My response died when he got past my panties, his fingers pushed inside causing my knees to buckle. Two years of sexual history had taught the man exactly how, when, and where to touch me. In the last months of our relationship, that had felt like a problem. Too formulaic. But now? When his other hand got his belt loose and his pants unzipped? It didn’t feel like a problem. It felt like Pompeii: no point in running, no point in fighting.
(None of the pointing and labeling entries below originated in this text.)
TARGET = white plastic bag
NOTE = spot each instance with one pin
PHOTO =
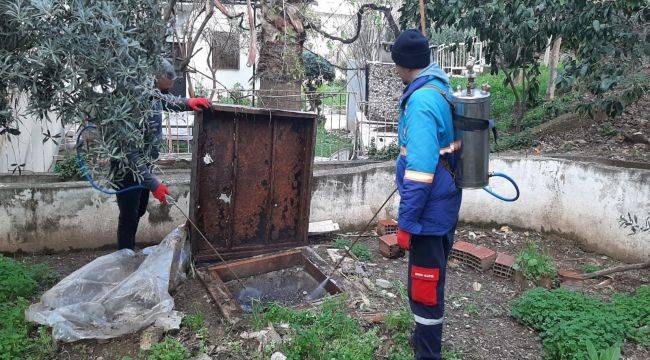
(116, 294)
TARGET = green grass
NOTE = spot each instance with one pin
(19, 339)
(503, 106)
(328, 332)
(169, 349)
(325, 333)
(568, 321)
(327, 143)
(193, 321)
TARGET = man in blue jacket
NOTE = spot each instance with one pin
(430, 200)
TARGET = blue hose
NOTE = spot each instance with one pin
(82, 166)
(501, 197)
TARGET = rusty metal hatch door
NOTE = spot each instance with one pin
(251, 180)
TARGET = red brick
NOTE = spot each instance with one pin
(504, 259)
(482, 258)
(461, 251)
(463, 246)
(385, 227)
(503, 265)
(388, 246)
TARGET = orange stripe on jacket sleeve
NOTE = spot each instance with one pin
(422, 177)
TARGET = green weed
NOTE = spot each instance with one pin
(589, 268)
(361, 251)
(20, 280)
(568, 320)
(20, 339)
(169, 349)
(612, 353)
(606, 129)
(193, 321)
(534, 264)
(324, 333)
(472, 309)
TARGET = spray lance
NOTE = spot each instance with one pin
(472, 125)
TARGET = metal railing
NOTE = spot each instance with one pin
(334, 140)
(452, 58)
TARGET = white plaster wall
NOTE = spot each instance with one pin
(578, 198)
(28, 147)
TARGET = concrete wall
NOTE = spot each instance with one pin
(28, 148)
(582, 199)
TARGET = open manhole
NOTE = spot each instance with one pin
(287, 278)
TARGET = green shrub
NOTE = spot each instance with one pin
(169, 349)
(568, 320)
(68, 168)
(534, 264)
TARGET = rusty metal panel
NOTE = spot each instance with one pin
(251, 180)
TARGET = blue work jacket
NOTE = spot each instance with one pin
(430, 200)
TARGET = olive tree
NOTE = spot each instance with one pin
(84, 61)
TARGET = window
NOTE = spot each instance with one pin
(225, 51)
(177, 51)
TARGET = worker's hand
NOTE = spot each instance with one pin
(198, 104)
(161, 193)
(403, 239)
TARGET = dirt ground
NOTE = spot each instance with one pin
(625, 138)
(477, 324)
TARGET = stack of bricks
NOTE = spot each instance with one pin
(461, 251)
(386, 227)
(482, 258)
(477, 257)
(503, 266)
(388, 246)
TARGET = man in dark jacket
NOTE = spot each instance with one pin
(133, 203)
(430, 200)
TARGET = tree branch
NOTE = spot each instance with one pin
(386, 10)
(615, 269)
(169, 10)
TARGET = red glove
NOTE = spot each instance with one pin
(403, 239)
(198, 104)
(161, 193)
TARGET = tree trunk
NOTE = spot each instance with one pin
(553, 62)
(280, 67)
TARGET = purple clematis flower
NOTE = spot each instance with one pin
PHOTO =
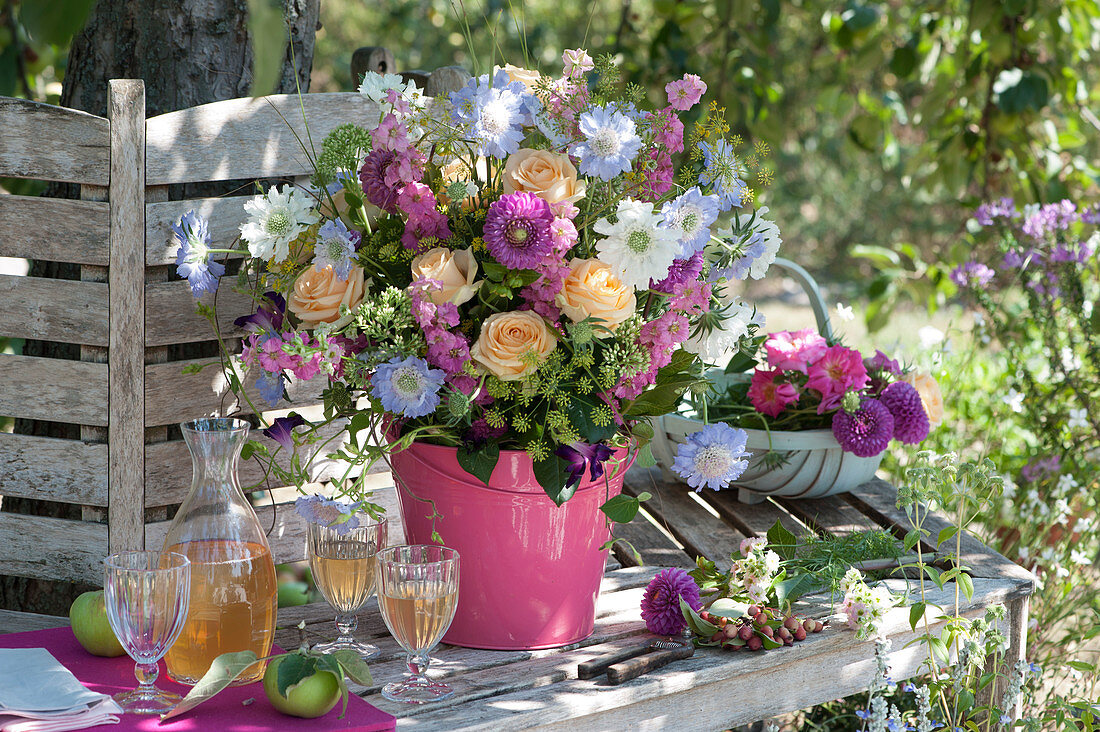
(281, 429)
(581, 456)
(268, 316)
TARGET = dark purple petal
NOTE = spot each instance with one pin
(282, 429)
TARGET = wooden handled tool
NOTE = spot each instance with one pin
(635, 667)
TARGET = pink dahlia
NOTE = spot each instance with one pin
(836, 372)
(794, 349)
(911, 422)
(866, 432)
(769, 396)
(660, 604)
(517, 230)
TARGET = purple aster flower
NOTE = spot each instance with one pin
(517, 230)
(724, 173)
(580, 456)
(972, 274)
(911, 422)
(660, 604)
(373, 178)
(714, 456)
(191, 233)
(680, 273)
(866, 432)
(691, 216)
(408, 388)
(282, 429)
(611, 143)
(327, 512)
(271, 386)
(336, 248)
(999, 209)
(267, 318)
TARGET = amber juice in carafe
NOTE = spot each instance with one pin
(233, 594)
(233, 603)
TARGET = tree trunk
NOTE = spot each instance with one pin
(189, 53)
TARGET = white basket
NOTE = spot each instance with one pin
(814, 466)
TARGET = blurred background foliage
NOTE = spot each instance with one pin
(889, 120)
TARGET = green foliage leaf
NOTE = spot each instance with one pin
(622, 509)
(480, 462)
(224, 668)
(54, 21)
(915, 613)
(552, 473)
(267, 31)
(782, 542)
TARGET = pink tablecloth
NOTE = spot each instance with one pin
(227, 712)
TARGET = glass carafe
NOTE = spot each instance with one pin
(233, 592)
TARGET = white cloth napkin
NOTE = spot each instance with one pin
(40, 695)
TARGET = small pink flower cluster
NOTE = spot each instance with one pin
(829, 371)
(297, 352)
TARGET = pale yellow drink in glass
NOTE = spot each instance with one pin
(234, 599)
(418, 620)
(345, 574)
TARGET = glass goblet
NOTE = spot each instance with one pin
(418, 592)
(343, 564)
(146, 596)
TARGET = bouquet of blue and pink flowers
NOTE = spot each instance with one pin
(519, 265)
(804, 382)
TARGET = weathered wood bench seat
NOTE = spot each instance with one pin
(512, 690)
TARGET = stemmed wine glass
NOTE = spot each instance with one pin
(418, 592)
(343, 563)
(146, 596)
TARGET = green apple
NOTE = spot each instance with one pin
(314, 695)
(88, 616)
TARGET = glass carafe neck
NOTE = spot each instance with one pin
(216, 447)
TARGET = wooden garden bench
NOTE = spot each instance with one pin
(128, 313)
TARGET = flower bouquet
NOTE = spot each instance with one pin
(501, 287)
(817, 417)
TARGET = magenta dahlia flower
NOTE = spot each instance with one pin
(660, 604)
(517, 230)
(911, 422)
(866, 432)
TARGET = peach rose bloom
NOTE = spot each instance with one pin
(592, 290)
(506, 338)
(550, 176)
(454, 270)
(931, 396)
(525, 76)
(318, 295)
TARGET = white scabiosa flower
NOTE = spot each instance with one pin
(275, 220)
(637, 247)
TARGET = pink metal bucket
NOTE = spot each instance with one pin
(529, 570)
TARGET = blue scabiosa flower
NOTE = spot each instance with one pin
(336, 248)
(494, 113)
(724, 173)
(327, 512)
(611, 143)
(691, 216)
(191, 233)
(282, 429)
(713, 457)
(271, 386)
(407, 386)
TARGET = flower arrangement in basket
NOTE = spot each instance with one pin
(817, 415)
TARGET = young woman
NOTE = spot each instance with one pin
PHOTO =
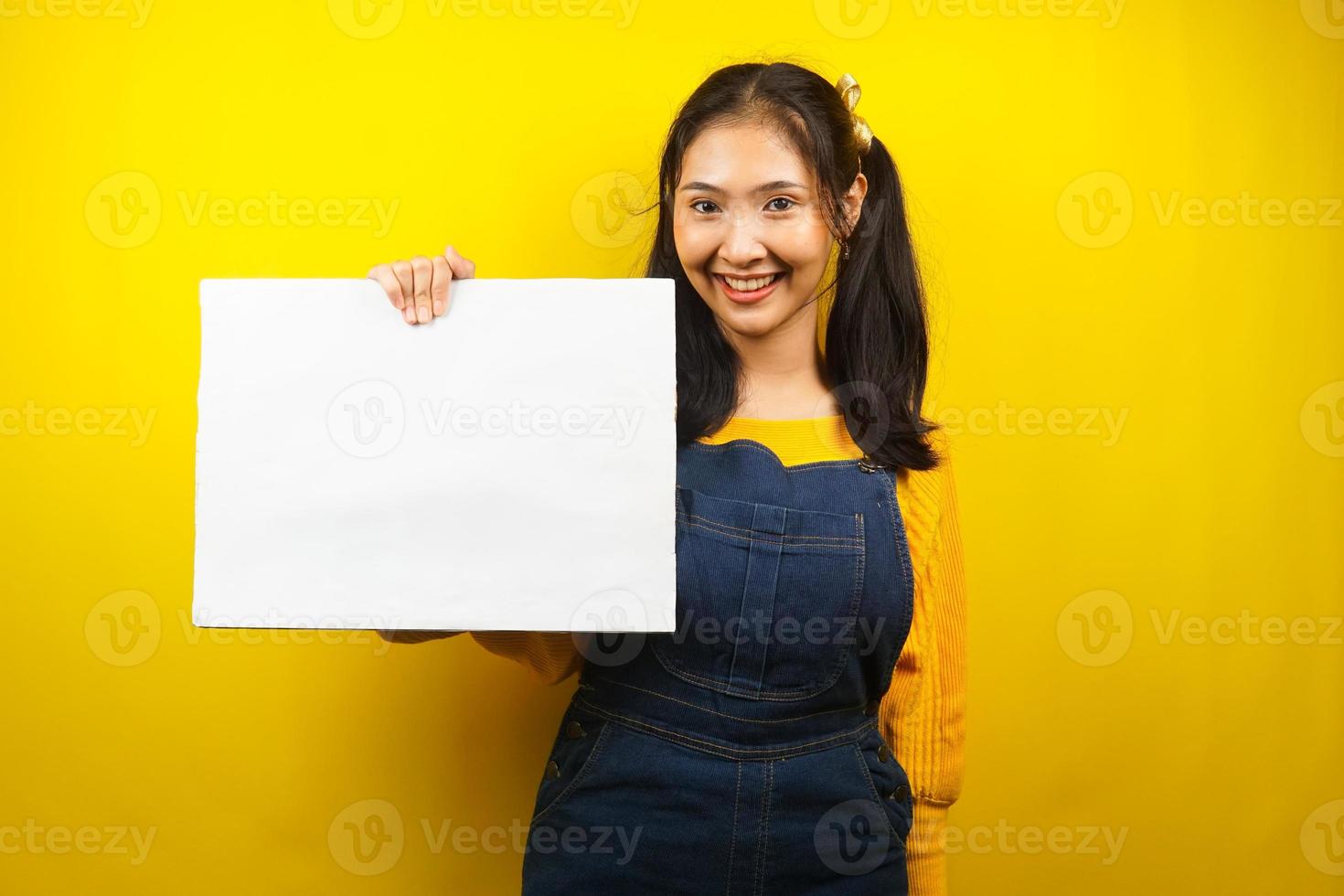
(801, 732)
I slid my hand under his jacket and gripped his shirt, spreading my feet slightly and tilting my pelvis, his mouth lifting off my neck, his eyes hard on me as he pulled his fingers out and pushed the full length of himself inside.

I cried out his name on the first thrust. Let him lift up one of my legs and wrap it around him on the twentieth. Ripped an expensive button on his shirt off when I came. Sank in his arms when he followed suit. He lifted me, our bodies still connected, and laid me down on Joey’s couch. Pulled up my panties as he kissed my thighs, then my stomach, then my neck.

I didn’t look at him. I couldn’t. I couldn’t bear to see myself reflected in those eyes. I curled onto my side, and wanted to take it back. I closed my eyes, my cheeks against the cool leather of Joey’s couch, and prayed he would just leave.

Then, when he did, the door quietly shutting behind him, I wanted him back.

Life might be a bitch, but love? She kicked that bitch’s ass.